Appeal and cross appeal from an order of the Supreme Court, Wayne County (Maurice E. Strobridge, J.H.O.), entered July 20, 2009. The order, among other things, granted plaintiffs' motion to dismiss certain affirmative defenses.
Published by New York State Law Reporting Bureau pursuant to Judiciary Law § 431.
This opinion is uncorrected and subject to revision before publication in the Official Reports.
PRESENT: SMITH, J.P., PERADOTTO, LINDLEY, SCONIERS, AND PINE, JJ.
It is hereby ORDERED that said appeal is unanimously dismissed and the order is otherwise affirmed without costs.
Plaintiffs commenced this action seeking, inter alia, an order compelling an accounting and partitioning of a 243.75-acre farm located on State Route 414 in the Town of Rose. The property, which includes a dwelling and various outbuildings, was owned by defendant and his sister, Pauline E. Loveless, as tenants in common with no right of survivorship. Through a series of conveyances, the one-half interest of defendant's sister in the property was transferred to plaintiff Loveless Family Trust (Trust), of which plaintiffs Neil Loveless and Paula Manning are the sole trustees. Plaintiffs alleged, inter alia, that defendant excluded them from the property; failed to collect fair market rent from defendant's daughter, who resided on the property; and refused to allow them to inspect the farm's books and records. In his answer, defendant asserted five affirmative defenses and a counterclaim, seeking reimbursement for carrying charges, taxes, repairs, maintenance and renovation expenses related to the property. Plaintiffs moved to dismiss the affirmative defenses and counterclaim "and/or" for summary judgment dismissing them and they sought "an order of partition" pursuant to RPAPL 901 and 1201. By way of an affirmation treated by Supreme Court as a "motion," defendant cross-moved for a summary finding of title by adverse possession and for dismissal of the complaint. The court granted those parts of plaintiffs' motion seeking dismissal of the first, second, third and fifth affirmative defenses, and denied defendant's cross motion. Although the court did not address those parts of plaintiffs' motion seeking dismissal of the counterclaim and an order of partition, the failure to rule is deemed a denial (see Brown v U.S. Vanadium Corp., 198 AD2d 863). Defendant appeals and plaintiff cross-appeals from the order. The notice of cross appeal recites that plaintiffs are cross-appealing "only" from that part of the order that did not dismiss the counterclaim. We dismiss the cross appeal, however, inasmuch as plaintiffs in their brief have not addressed the failure to dismiss the counterclaim (see generally Sawyer v Town of Lewis, 11 AD3d 938, 940).

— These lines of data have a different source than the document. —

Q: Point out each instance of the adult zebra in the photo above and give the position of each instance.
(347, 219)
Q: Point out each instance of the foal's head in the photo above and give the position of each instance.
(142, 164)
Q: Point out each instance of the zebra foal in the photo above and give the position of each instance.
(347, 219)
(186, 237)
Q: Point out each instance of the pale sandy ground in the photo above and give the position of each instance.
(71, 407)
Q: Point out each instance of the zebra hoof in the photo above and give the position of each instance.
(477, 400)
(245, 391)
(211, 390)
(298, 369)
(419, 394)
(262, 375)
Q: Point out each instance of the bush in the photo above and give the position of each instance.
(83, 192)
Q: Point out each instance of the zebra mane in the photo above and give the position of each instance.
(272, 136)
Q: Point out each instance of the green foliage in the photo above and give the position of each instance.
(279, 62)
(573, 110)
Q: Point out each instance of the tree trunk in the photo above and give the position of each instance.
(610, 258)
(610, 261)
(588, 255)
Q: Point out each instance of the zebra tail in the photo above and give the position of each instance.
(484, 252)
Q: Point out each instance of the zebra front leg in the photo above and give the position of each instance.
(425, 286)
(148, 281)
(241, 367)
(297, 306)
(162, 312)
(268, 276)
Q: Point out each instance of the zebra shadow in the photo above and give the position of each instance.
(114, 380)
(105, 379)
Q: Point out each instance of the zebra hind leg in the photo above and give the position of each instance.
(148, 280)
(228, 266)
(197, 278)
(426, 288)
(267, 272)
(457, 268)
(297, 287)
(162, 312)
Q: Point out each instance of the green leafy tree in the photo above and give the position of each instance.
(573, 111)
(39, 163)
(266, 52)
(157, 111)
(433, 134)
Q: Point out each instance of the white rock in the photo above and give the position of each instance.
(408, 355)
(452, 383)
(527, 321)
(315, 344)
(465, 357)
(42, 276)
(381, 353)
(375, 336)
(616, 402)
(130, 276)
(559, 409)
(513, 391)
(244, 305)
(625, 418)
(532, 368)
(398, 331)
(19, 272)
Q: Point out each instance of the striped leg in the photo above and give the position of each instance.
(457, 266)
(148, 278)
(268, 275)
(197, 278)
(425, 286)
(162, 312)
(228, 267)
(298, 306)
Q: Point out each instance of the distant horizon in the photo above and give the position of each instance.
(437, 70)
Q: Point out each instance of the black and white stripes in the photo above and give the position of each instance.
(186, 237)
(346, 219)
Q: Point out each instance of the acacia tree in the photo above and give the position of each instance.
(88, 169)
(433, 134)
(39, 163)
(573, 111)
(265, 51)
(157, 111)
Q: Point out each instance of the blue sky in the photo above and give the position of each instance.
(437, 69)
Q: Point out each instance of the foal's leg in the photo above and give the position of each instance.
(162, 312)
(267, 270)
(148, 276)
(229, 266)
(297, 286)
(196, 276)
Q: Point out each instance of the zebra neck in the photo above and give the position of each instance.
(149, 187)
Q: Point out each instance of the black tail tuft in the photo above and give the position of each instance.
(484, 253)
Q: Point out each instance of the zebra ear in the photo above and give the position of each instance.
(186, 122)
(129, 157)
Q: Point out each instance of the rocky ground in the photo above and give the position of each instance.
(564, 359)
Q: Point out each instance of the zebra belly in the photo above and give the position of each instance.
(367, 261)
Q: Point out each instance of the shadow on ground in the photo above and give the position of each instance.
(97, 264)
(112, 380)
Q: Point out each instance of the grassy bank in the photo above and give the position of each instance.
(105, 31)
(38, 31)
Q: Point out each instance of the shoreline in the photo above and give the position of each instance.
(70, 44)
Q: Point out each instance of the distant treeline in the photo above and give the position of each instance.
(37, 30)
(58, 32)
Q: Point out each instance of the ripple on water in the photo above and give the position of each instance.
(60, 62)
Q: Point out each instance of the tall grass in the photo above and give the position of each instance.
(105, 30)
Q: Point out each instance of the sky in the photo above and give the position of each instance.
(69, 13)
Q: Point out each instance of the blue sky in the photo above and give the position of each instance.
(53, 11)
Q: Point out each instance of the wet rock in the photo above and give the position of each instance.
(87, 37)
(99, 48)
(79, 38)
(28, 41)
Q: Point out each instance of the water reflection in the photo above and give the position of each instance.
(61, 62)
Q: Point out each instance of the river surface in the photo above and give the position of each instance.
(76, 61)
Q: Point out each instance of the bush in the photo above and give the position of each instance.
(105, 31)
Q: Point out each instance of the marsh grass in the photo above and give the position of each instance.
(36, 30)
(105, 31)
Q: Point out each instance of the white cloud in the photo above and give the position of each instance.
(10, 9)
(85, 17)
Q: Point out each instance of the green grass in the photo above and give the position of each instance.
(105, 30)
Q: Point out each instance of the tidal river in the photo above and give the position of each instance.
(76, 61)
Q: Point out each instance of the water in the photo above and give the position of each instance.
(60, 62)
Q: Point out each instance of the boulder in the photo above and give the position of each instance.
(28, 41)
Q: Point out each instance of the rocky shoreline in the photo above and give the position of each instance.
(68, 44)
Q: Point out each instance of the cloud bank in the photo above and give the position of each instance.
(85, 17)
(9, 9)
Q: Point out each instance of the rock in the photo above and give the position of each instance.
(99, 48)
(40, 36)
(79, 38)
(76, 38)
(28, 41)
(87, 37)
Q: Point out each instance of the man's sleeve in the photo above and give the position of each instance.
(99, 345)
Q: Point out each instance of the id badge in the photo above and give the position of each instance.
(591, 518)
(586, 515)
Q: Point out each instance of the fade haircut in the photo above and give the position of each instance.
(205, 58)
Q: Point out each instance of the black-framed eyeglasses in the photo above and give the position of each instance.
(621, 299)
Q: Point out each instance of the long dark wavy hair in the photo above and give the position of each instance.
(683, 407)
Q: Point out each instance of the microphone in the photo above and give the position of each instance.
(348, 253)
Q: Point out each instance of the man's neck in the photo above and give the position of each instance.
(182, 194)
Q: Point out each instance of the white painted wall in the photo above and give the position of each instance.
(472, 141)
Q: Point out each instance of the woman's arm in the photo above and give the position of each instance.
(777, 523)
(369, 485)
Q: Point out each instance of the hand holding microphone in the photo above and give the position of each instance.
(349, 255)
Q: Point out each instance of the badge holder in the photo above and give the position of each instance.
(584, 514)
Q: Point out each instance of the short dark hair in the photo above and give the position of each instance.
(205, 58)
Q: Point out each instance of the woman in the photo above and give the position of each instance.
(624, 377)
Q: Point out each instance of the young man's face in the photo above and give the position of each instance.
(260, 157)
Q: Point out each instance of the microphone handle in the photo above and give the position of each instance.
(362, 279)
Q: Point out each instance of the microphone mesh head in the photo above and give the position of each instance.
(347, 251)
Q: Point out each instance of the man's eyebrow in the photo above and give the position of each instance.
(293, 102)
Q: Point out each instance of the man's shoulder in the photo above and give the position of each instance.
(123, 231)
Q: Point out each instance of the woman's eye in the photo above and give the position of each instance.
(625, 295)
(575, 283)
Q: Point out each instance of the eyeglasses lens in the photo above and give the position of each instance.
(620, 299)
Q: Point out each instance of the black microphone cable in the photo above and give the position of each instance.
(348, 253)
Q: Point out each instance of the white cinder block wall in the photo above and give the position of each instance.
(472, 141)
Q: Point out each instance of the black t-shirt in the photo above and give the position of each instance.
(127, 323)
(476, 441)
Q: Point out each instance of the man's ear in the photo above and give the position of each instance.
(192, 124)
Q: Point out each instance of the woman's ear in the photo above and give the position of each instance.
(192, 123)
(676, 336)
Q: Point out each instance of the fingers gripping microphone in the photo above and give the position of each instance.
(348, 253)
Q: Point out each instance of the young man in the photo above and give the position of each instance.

With respect to defendant's appeal, we conclude that the court properly denied defendant's cross motion. "In a tenancy-in-common, each cotenant has an equal right to possess and enjoy all or any portion of the property as if the sole owner. Consequently, non-possessory cotenants do not relinquish any of their rights as tenants-in-common when another cotenant assumes exclusive possession of the property" (Myers v Bartholomew, 91 NY2d 630, 632-633). As the Court further wrote in Myers, "a tenant-in-common seeking to assert a successful claim of adverse possession is required to show more than mere possession; the cotenant must also commit acts constituting ouster" (id. at 633; see Trevisano v Giordano, 202 AD2d 1071, appeal dismissed 84 NY2d 848; Perkins v Volpe, 146 AD2d 617, lv dismissed 74 NY2d 791). In the absence of ouster, "a cotenant may begin to hold adversely only after 10 years of exclusive possession" (Myers, 91 NY2d at 634-635; see RPAPL former 541).
The contention of defendant that he exclusively possessed the property and paid all of the expenses related to the property for a period in excess of 20 years is of no moment, inasmuch as exclusive possession and the payment of maintenance expenses by a cotenant are insufficient to establish a claim of right for purposes of adverse possession as against a cotenant (see Perez v Perez, 228 AD2d 161, 162, lv dismissed 89 NY2d 917; see also Russo Realty Corp. v Orlando, 30 AD3d 499, 500-501). Moreover, defendant acknowledged that he discussed every repair to the property with his sister's husband before undertaking such repairs. There is likewise no merit to the contention of defendant that he ousted plaintiffs after the creation of the Trust in 1994. Defendant's daughter acknowledged that rent was paid both to defendant and the Trust, and the record reflects that the Trust received rental income tax forms concerning the property in 1999 and from 2001 through 2004. Moreover, defendant testified at his deposition that he refused to discuss matters related to the property with the trustees, his niece and nephew, because he was "too busy," not because he was attempting to oust them.